~ Geoff Austin, one of the owners of the Fisherman’s Market
Before I became a full-time fisherman, I worked as a deckhand on a salmon troller during summer breaks and for a few fall openings when I managed to ditch out on school. I would spend the warm summer months chasing all 5 salmon species up and down the south coast.
Those were good days, though I remember days when my skipper (a haywire, pot smoking, hard drinking and all around great guy) and I barely made enough money to buy cigarettes and a couple of steaks after the day’s work.
I was 17, I was exhausted, I was thrilled and I was hooked.
We fished from Victoria up to Port Hardy. I experienced the narrows for the first time on that little troller, I remember a chum salmon opening up around Kelsey Bay one year and the tide was running so strong all our gear was dragging on the surface, 50lb cannon balls and all.
Years later, that same stretch of water rolled the 54’ Fritzi Ann on our way back from prawn fishing. There are moments from those days that I still think about often.
– Seeing my first 40+ lb Spring salmon come up from the depths into view on my line.
– Laying on the back deck in the thickest fog I have ever seen, barely able to see the bells on the ends of the poles. Like being in a dream, the pop of the diesel and the odd windswept tree coming in and out of view as we crept along the coast in search of Cohos.
– A fall pink opening with 600 plus fish days, cleaned and belly iced every one of them for $.15 a pound. No one realized what a great fish they are.
Those were great days.
We broke down often, spent nights tied up in a flotilla of fellow trollers awaiting the next opening. The sound of laughter and the smell of the diesel stoves carrying across the bay.

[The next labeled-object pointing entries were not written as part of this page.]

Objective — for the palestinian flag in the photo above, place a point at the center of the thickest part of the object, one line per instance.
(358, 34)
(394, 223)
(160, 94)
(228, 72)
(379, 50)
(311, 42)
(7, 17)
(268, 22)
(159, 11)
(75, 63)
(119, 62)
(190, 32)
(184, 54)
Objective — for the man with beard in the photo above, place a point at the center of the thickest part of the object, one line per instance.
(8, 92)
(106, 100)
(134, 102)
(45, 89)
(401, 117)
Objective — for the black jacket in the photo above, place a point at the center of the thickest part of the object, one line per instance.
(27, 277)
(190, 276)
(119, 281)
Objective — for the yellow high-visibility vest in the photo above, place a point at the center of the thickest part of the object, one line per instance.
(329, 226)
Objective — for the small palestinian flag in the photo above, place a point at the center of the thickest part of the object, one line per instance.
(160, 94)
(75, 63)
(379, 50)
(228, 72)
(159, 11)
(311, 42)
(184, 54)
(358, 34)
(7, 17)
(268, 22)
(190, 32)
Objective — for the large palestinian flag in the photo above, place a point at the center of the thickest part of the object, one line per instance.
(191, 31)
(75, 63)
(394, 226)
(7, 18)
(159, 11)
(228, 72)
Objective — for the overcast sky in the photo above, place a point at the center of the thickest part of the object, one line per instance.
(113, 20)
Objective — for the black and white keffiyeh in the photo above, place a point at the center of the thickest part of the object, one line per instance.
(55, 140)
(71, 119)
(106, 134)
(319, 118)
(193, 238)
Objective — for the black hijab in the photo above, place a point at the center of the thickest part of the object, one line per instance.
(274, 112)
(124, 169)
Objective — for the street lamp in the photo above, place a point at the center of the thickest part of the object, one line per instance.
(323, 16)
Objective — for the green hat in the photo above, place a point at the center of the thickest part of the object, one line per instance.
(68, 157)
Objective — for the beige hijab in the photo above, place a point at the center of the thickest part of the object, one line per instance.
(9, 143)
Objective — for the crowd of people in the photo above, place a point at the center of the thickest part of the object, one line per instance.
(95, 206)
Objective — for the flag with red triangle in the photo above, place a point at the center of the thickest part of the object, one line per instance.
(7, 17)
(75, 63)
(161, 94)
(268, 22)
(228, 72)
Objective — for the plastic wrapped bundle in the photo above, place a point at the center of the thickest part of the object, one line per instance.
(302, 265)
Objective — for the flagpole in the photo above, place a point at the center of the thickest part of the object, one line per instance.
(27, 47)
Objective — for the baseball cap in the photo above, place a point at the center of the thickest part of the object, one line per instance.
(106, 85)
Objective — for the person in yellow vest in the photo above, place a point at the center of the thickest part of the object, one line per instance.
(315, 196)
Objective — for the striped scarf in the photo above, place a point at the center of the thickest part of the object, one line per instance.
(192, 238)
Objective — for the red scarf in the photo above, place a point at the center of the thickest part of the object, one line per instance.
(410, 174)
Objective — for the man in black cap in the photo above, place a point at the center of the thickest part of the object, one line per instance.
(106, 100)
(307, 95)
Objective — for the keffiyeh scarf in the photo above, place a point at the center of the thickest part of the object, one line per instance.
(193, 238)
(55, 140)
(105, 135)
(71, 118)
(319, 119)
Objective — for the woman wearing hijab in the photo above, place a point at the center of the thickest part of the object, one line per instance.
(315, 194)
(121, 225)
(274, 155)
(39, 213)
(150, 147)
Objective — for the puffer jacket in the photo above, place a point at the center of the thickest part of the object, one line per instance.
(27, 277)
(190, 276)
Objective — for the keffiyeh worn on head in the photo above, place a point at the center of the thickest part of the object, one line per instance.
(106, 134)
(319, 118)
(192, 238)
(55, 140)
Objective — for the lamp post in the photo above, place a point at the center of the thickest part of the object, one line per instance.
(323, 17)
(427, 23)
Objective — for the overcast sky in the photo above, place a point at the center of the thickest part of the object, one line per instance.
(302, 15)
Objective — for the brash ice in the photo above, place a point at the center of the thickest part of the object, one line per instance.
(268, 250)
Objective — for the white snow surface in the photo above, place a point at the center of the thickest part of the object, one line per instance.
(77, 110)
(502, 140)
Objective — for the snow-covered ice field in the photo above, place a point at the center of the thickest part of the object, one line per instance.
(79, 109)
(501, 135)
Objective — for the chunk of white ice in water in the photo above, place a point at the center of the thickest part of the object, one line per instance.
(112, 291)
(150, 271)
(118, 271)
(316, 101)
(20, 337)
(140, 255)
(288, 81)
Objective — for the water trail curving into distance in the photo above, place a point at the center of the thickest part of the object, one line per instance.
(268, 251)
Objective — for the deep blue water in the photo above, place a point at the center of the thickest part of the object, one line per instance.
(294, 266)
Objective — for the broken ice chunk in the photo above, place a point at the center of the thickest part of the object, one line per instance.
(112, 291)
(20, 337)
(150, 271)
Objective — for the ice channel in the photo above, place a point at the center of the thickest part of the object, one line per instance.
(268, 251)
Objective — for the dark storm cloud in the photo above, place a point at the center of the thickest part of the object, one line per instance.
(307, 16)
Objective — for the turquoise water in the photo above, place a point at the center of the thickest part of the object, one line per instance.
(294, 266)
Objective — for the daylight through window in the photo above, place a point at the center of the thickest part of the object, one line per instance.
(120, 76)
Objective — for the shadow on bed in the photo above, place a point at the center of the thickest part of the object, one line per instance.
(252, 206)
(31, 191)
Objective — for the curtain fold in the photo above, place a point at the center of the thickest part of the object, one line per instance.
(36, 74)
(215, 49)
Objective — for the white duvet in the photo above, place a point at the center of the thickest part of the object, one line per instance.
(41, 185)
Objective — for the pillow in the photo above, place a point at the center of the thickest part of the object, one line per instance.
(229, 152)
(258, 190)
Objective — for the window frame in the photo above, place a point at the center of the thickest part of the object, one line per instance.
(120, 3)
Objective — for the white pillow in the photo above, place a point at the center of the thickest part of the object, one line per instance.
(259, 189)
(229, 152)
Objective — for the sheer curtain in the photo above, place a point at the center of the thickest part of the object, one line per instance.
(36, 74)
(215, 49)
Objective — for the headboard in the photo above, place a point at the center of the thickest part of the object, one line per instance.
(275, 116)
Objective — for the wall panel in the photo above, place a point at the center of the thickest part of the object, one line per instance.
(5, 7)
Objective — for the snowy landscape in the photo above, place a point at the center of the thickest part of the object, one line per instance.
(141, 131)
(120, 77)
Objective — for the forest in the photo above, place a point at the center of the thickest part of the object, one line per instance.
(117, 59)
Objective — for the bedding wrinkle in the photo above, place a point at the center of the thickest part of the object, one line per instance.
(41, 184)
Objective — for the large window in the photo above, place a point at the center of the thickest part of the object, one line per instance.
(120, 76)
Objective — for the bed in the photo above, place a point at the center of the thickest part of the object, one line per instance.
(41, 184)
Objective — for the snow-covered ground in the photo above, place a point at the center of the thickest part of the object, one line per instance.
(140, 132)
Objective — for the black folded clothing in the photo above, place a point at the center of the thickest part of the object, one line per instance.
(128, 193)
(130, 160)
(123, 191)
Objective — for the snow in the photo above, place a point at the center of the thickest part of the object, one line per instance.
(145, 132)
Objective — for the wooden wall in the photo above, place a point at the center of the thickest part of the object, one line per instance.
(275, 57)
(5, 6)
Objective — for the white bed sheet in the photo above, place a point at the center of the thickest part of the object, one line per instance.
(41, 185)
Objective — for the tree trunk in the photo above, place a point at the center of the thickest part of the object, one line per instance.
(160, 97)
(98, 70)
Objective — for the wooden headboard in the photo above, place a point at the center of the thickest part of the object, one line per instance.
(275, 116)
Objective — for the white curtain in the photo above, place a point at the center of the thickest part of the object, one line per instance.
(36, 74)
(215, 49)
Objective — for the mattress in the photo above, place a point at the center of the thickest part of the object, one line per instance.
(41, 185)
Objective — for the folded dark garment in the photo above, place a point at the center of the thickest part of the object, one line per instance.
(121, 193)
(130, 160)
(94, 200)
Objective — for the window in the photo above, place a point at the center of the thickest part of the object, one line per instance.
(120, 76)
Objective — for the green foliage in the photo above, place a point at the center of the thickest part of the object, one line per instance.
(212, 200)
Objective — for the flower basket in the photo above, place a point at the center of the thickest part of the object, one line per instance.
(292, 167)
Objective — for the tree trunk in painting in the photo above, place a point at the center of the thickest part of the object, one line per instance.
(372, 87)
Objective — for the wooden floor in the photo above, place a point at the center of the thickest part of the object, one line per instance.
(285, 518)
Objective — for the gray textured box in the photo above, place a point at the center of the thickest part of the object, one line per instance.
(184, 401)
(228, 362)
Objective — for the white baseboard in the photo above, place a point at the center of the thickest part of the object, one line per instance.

When I think back over that time there is one opening that tops them all. A Fraser River Sockeye opening in ’94 or ’95. Glorious weather, the whole fleet weaving a course that zig-zagged back and forth in front of the river. As the morning gave way to the afternoon we left the pack and headed across the straight toward Galiano island. The fish seemed to follow us. I worked both sets of lines, the water was clear and I could see 4 fish at a time coming up. Thick beautiful Sockeye, their turquoise backs glistening in the sun. I’d haul a line, clean the fish, ice them and repeat. The bells continued to ring into the evening. When it was all said and done we caught 368 Sockeye that day.
We anchored in a little bay and under the light of a single bulb silently cleaned and iced the last of our catch. We sat that night smoking cigarettes until late into the night. Someone on the radio said one of the cash buyers was paying $3.25/lb. It was the most money I had ever made. I was 17, I was exhausted, I was thrilled and I was hooked.